Berlin. Der deutsche Schriftsteller und Bühnenautor Rolf Hochhuth präsentiert am 21. Oktober 2001 in Berlin ein neues Theaterstück mit dem skandalträchtigen Titel: Hitlers Dr. Faust. Darin wirft Hochhuth am Beispiel der Arbeit des aus Siebenbürgen stammenden Raketenforschers Hermann Oberth (1894-1989) in der NS-Zeit die Frage auf, "wie weit sich Wissenschaftler von der Macht missbrauchen lassen dürfen, um ihre Forschungen zu verwirklichen".

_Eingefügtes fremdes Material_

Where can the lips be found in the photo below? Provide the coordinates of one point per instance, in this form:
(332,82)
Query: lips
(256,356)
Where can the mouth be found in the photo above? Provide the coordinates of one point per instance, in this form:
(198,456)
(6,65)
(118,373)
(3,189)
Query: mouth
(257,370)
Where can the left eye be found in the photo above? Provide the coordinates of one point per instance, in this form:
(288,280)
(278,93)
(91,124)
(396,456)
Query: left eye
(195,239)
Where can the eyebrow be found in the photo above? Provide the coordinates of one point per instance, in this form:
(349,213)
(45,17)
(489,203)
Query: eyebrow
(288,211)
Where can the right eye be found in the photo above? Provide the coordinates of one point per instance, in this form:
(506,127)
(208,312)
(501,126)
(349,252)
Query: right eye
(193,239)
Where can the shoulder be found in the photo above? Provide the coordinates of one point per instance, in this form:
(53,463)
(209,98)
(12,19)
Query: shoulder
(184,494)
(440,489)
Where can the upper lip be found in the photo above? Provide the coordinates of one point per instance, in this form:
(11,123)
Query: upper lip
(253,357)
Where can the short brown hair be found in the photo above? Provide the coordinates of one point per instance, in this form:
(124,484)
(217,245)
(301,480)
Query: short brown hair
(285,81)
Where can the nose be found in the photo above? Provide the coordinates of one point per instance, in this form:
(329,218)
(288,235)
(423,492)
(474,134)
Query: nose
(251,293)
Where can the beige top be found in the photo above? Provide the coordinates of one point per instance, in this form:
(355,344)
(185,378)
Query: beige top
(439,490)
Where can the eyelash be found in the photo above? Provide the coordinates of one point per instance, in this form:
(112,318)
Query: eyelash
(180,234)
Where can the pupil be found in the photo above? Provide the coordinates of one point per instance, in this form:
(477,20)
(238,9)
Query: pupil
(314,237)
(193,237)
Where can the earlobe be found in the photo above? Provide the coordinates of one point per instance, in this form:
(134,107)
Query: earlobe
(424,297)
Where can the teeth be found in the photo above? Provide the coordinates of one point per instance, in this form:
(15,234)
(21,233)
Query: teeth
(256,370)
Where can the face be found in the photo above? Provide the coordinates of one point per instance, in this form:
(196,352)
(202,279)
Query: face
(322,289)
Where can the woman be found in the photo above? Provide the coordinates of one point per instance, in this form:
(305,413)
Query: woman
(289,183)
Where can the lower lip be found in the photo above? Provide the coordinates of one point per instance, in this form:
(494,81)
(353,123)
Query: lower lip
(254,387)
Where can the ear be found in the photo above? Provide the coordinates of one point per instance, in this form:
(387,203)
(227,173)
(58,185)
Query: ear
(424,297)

1941 war Oberth auf einem Höhepunkt seiner Forschung angelangt. Er wurde in die Heeresversuchsanstalt Peenemünde berufen, wo Hitler Raketen für den Kriegseinsatz und den erhofften "Endsieg" entwickeln ließ. Dort war auch der deutsche Raketenfachmann Wernher von Braun tätig, der später den USA zu grandiosen Erfolgen bei der Weltraumfahrt verholfen hatte.
Hochhuths Stück wird in Europa mit großer Spannung erwartet. Der Autor hat zwei Wochen vor der Premiere in einem Interview mit dem Publizisten Joe F. Bodenstein in Berlin darauf hingewiesen, dass es einen aktuellen Bezug vor dem Hintergrund der US-Raketenschüsse in Afghanistan gibt. "Wer sich das Stück ansieht in dem historischen Augenblick, in dem wieder Raketen geschossen werden, wird die Aktualität nicht bestreiten", sagte Hochhuth.
Auf die Frage, was er mit dem Bühnenstück über 56 Jahre nach dem Zweiten Weltkrieg vor allem bezwecken wolle, sagte der 70-jährige Schriftsteller: "Informationen und menschliche Anteilnahme sowohl für Hermann Oberth wie für die Londoner Opfer seiner Raketen."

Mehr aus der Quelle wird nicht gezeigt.